# SMS language/ chatspeak in English



## AlxGrim

I can understand that writing "b4" instead of "before" saves time, but this Italian youngsters'  habit of writing "ke" for "che" or "nn" for "non" really bothers me...
Can anyone give me more examples of English shortcuts like "b4"?


----------



## jupa

AlxGrim said:
			
		

> This drives me crazy, anyway... I can understand that writing "b4" instead of "before" saves time, but this Italian youngsters'  habit of writing "ke" for "che" or "nn" for "non" really bothers me...
> Can anyone give me more examples of English shortcuts like "b4"?

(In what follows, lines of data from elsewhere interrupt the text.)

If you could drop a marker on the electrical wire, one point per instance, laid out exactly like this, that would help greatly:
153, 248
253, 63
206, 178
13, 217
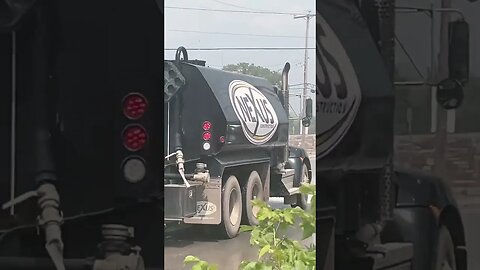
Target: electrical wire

We have a bunch of these, (mostly acronyms)! 

Later = ltr
Talk to you later = ttyl
By the way = btw
Laugh out loud = lol
probably = prolly ( I HATE this one!)
I don't know = dunno
because = cuz or cos
pictures = pix or pics
you = u


That's all I can think of off the top of my head. However, I found these comprehensive lists here and here. I've actually never seen some of them, but I guess it varies from person to person.


----------



## ElaineG

I h8 any abbreviation involving substituting "ate" with "8", but I see them all the time. C u l8ter. Yuck.


----------



## DesertCat

And, gr8.  

But I don't care for these abbreviations either because it cre8s poor spelling and grammar habits.


----------



## shamblesuk

ne1 (anyone)
Wd (Would)
Cd (Could)


----------



## lsp

@ for "at"
cya = see ya (careful, it also means "cover your ass")
u r = you are
ppl = people
pls = please
rgds = regards
2 = to (also: 2day, 2moro, 2nite)
tx or thx = thanks


----------



## Willi

Here are some in Italian:

nn=non
ke=che
qs=questo, questi, questa etc.
xò=però
xché o x'= perché
cmq=comunque
tvb=ti voglio bene
tvtb=ti voglio tanto bene
cbcr=cresci bene che ripasso (usato anni fa, non so se si dice ancora)
c=ci
c 6?= ci sei?
t tel= ti telefono


----------



## AlxGrim

Willi, quel "cibbicierre" mi ha riportato indietro di QUALCHE anno... )
Per la cronaca, io ogni tanto lo dico ancora.


----------



## Willi

AlxGrim said:
			
		

> Willi, quel "cibbicierre" mi ha riportato indietro di QUALCHE anno... )
> Per la cronaca, io ogni tanto lo dico ancora.


 
HIHIHIHI


----------



## aqidah

xche' (Perche') (why)

XXX (baci) (kisses)

U (you)

TVB (Ti voglio bene) (I love you)


----------



## lsp

aqidah said:
			
		

> xche' (Perche') (why)
> 
> XXX (baci) (kisses)
> 
> U (you)
> 
> TVB (Ti voglio bene) (I love you)


RTWT = read the whole thing (I was reminded of this one because many in your post are duplicates )


----------



## valy822

QNDO= quando (when)
KME= come (how, as...)
UNI= università (university)
MM= mi manchi (I miss you)
TA= ti amo (I love you)

Valy


----------



## luke_77

Great post! I'll write these abbreviation down..   ... CYA guys! eheh


----------



## Alxmrphi

I think one of the most used ones in English has been left out, weirdly:

brb! = Be right back!


----------



## AmoL'italiano

also-
whatcha doin: what are you doing?
and all the ones I had in my original post.

oooh, and 
bbl: be back later
bb in a bit: be back in a bit (in a little while)
yo!: hey!
wtf!: <warn> what the fuck!
stfu!: <warn> shut the fuck up! (rude, rude way of saying be quiet!)


----------



## Victoria32

jupa said:


> We have a bunch of these, (mostly acronyms)!
> 
> Later = ltr
> Talk to you later = ttyl
> By the way = btw
> Laugh out loud = lol
> probably = prolly ( I HATE this one!)
> I don't know = dunno
> because = cuz or cos
> pictures = pix or pics
> you = u
> 
> 
> That's all I can think of off the top of my head. However, I found these comprehensive lists here and here. I've actually never seen some of them, but I guess it varies from person to person.


A couple of others...
TTFN - ta ta for now,
and here, later = l8r! Yes, it's disgusting.. The only one I have ever used is 'u'... 

Vicky


----------



## utente

YMMV -  your mileage may vary

RTFM  -  read the (f...in') manual

IMO  - in my opinion

IMHO  -  in my humble opinion

NTTAWWT -  not that there's anything wrong with that (used as a politically correct phrase whenever somebody says that a person is gay )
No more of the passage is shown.